Most entrepreneurs and artists have one very important thing in common: we like to be in control.
We’re good at what we do and we’re fearful that handing over the reins to anyone else will not only cause us to be fraught with anxiety, but have the potential to bring everything we’ve worked so hard for down in a fiery explosion, with just one tiny little mistake.
As someone who likes to be in control (no shame here!) I get it. When I started my first entrepreneurial journey in 2009, a music blog aimed at raising the profiles of emerging artists, it took me years to bring anyone onto the team. Day after day I would write every article myself (and in those days, there were 15-20 posts per day).
When I finally brought other writers and team members on, I continued to struggle with letting go of control, insisting that I be the one to hit “publish” on a post, or having to triple check everything.
Years later, when I started Muddy Paw PR, I had to learn the same lesson all over again. This time it only took a year, but still—think of all the time, energy, and resources I wasted. Just because I couldn’t let go—even when I knew better.
Even when I knew that doing so would give me the energy to focus on the tasks that would push me forward, rather than working so hard just to maintain.
I’m not saying there isn’t a point in time—especially in the early days—when we don’t need to buckle down and work extra hard to create a foundation. But learning when it’s time to let go, accept help, and focus on the things that bring you closer to your desired reality is an art, and it all starts with learning how to delegate and accepting that we can’t do it all alone.
Outsource the things you don’t like doing or aren’t good at
Most of us have a core set of strengths and weaknesses—things we’re naturally good at, and things we aren’t. We also have more than a few tasks that light us up inside, and others that slowly suck our soul from us.
Sometimes these things overlap—you’re really good at something, but it eats your ambition. Or maybe you do don’t mind doing something, but it’s really not a great use of your creative abilities. Those tasks, as well as ones you just don’t like doing or know you’re bad at, are the ones that you should be looking to outsource.
Sometimes these will be one off tasks—hiring someone to write your bio or design your website. Other times, they’ll be ongoing assignments, like hiring someone to help with emails, social media, or graphic design.
List out your pain points and then figure out who you can bring on to help with those tasks. Depending on what it is, this might even be a great job for a street team rather than a newly hired team member.
Note: Anything that lights you up inside—even if it’s a task someone else could do—is something you should always keep. It’s incredibly important to fill your day with the things that excite you, bring joy into your life, and keep you motivated. The goal here is to fill your days with more of that kind of thing, not less.
Find team members you can trust—and then actually trust them
One of the most stressful parts of this process (beyond letting go of control) is to find and hire team members that you trust. Now when I say trust, I don’t just mean that they can do the task set to them. I mean you trust them in not only their abilities to follow directions, but you trust that they truly understand your brand, vision, and what you’re going for. This is key, because it’s the difference between someone who just produces what they’re given, and someone who helps you grow by adding in their own ideas that help serve and grow your goals.

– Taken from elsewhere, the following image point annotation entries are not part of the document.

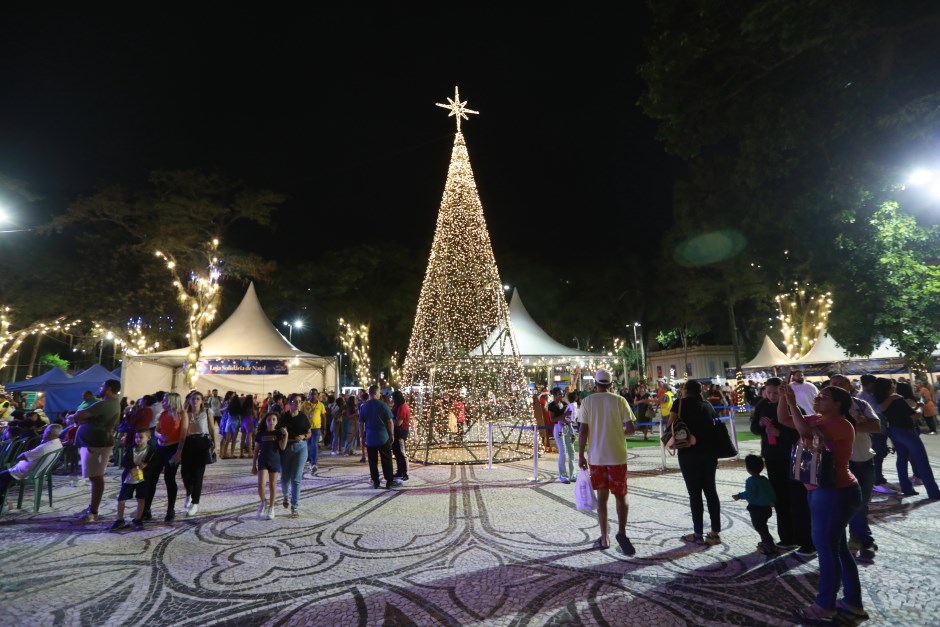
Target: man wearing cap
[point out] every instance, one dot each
(605, 421)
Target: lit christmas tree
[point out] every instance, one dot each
(462, 365)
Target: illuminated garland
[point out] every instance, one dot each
(10, 341)
(463, 367)
(355, 340)
(131, 341)
(802, 316)
(202, 292)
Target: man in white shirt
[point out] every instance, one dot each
(605, 420)
(804, 391)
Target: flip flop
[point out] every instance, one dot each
(625, 545)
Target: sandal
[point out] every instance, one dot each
(851, 610)
(815, 615)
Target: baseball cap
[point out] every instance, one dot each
(602, 377)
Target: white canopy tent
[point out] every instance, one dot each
(769, 356)
(534, 345)
(246, 335)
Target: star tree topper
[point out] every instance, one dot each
(457, 109)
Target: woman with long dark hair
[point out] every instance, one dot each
(172, 427)
(904, 434)
(200, 442)
(830, 508)
(699, 462)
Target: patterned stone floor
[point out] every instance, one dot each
(456, 546)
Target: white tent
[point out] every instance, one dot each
(247, 335)
(532, 343)
(769, 356)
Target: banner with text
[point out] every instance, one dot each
(242, 366)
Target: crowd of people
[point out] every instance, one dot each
(165, 434)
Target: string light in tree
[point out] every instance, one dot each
(803, 313)
(199, 295)
(10, 341)
(355, 341)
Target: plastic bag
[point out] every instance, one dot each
(583, 494)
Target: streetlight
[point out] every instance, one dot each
(109, 336)
(290, 328)
(638, 344)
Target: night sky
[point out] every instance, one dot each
(335, 108)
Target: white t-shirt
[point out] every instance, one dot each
(606, 415)
(805, 393)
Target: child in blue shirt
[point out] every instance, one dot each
(760, 498)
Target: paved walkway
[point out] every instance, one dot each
(457, 545)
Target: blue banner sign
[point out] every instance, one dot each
(242, 366)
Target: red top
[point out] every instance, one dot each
(403, 413)
(839, 436)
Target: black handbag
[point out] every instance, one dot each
(813, 465)
(724, 445)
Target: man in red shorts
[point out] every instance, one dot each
(605, 421)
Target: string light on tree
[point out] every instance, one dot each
(355, 341)
(10, 341)
(462, 365)
(200, 294)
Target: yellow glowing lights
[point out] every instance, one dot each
(463, 367)
(802, 315)
(202, 288)
(457, 108)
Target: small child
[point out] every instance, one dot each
(270, 440)
(133, 484)
(760, 498)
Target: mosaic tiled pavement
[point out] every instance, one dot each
(458, 545)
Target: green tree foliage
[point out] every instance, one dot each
(796, 120)
(896, 282)
(117, 231)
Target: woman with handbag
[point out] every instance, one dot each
(906, 438)
(172, 427)
(199, 449)
(831, 505)
(698, 462)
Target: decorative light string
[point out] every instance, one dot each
(200, 293)
(10, 341)
(802, 313)
(355, 341)
(462, 366)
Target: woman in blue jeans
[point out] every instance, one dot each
(906, 438)
(831, 507)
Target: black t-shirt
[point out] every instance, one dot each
(900, 414)
(785, 441)
(296, 425)
(700, 418)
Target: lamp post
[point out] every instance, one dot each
(638, 345)
(290, 328)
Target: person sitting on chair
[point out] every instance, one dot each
(27, 460)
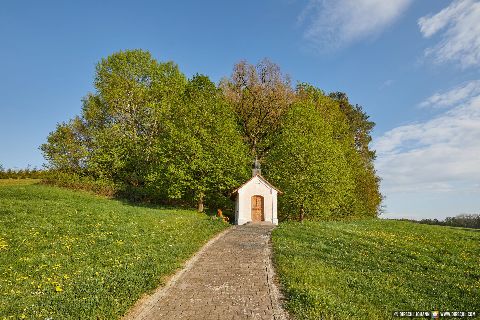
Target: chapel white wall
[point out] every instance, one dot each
(244, 206)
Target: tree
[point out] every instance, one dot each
(260, 95)
(67, 147)
(361, 158)
(204, 155)
(308, 162)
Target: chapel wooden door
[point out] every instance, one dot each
(257, 208)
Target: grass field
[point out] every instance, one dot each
(368, 269)
(72, 255)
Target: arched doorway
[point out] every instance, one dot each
(257, 209)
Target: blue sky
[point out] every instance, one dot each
(413, 66)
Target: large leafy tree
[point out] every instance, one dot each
(361, 158)
(308, 162)
(260, 94)
(203, 156)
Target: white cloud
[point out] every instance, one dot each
(455, 96)
(460, 40)
(332, 24)
(438, 155)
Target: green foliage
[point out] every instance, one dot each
(157, 137)
(28, 173)
(462, 220)
(309, 165)
(368, 269)
(71, 255)
(203, 156)
(152, 134)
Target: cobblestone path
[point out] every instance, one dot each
(231, 278)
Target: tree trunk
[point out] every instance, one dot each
(200, 202)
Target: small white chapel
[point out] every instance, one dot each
(256, 199)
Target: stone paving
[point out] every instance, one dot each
(230, 278)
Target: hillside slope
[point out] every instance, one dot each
(71, 255)
(369, 269)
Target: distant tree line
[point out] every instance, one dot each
(27, 173)
(154, 135)
(462, 220)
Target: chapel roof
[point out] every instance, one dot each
(262, 179)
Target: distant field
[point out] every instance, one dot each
(368, 269)
(71, 255)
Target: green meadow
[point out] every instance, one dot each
(73, 255)
(369, 269)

Part of the key to this is finding someone who not only believes what you believe and who understands your brand, but who actually enjoys what they do.
Believe it or not, there are people out there who really love doing the thing you hate. Your dislike of social media is someone else’s playground. Your inability to put together a cohesive marketing plan is what someone else stays up at night thinking about.
Find the person who not only loves and buys into what your brand is all about, but who can bring their unique set of skills into the mix, and you have yourself an ideal candidate.
Set them up with training (that you can use over and over)
Once you’ve found your team members, you’ll need to invest a little time training them in their tasks. This isn’t much different than working with a street team, so consider it a vital learning experience. Depending on what you have them doing the process will vary but for instance, having all your social media handles in one place (for a social media manager) or your branding visions and goals in a doc (for a publicist or marketing team member), all your photos in one Dropbox folder, etc, will be a tremendous help.
If you’re bringing on someone who is going to be doing more hands on tasks such as putting together your mailing list or managing the merch page of your site, you might want to put together a quick video showing them how everything works on the tech side. It will make the transition process that much smoother, and you’ll have it for future team members.
Include them in your visions
There’s something to be said for making sure the people you’re working with are having a good time. The more included people feel in your vision and your day-to-day, the harder they’re likely to work for you, and the stronger bond you’ll create. Which means—a better product and a more successful growth trajectory.
It might seem silly to say “make sure your graphic design person is having fun” but what that really means is, don’t just bark orders at the person you’re working with, make sure they feel included in the process and again, trust them.
Ask them what they think of your ideas. If they have any of their own. Let them experiment with their own ideas/processes, and be open to hearing them. After all, you did hire them for their expertise!
Don’t forget the feedback!
This sounds simple, but don’t forget to offer ongoing feedback to your team members. It’s easy to tell them what they’re doing wrong, but it’s just as (if not more) important to praise them for great work, a fun idea, or something that inspired you. The more included and appreciated they feel, the more productive the project.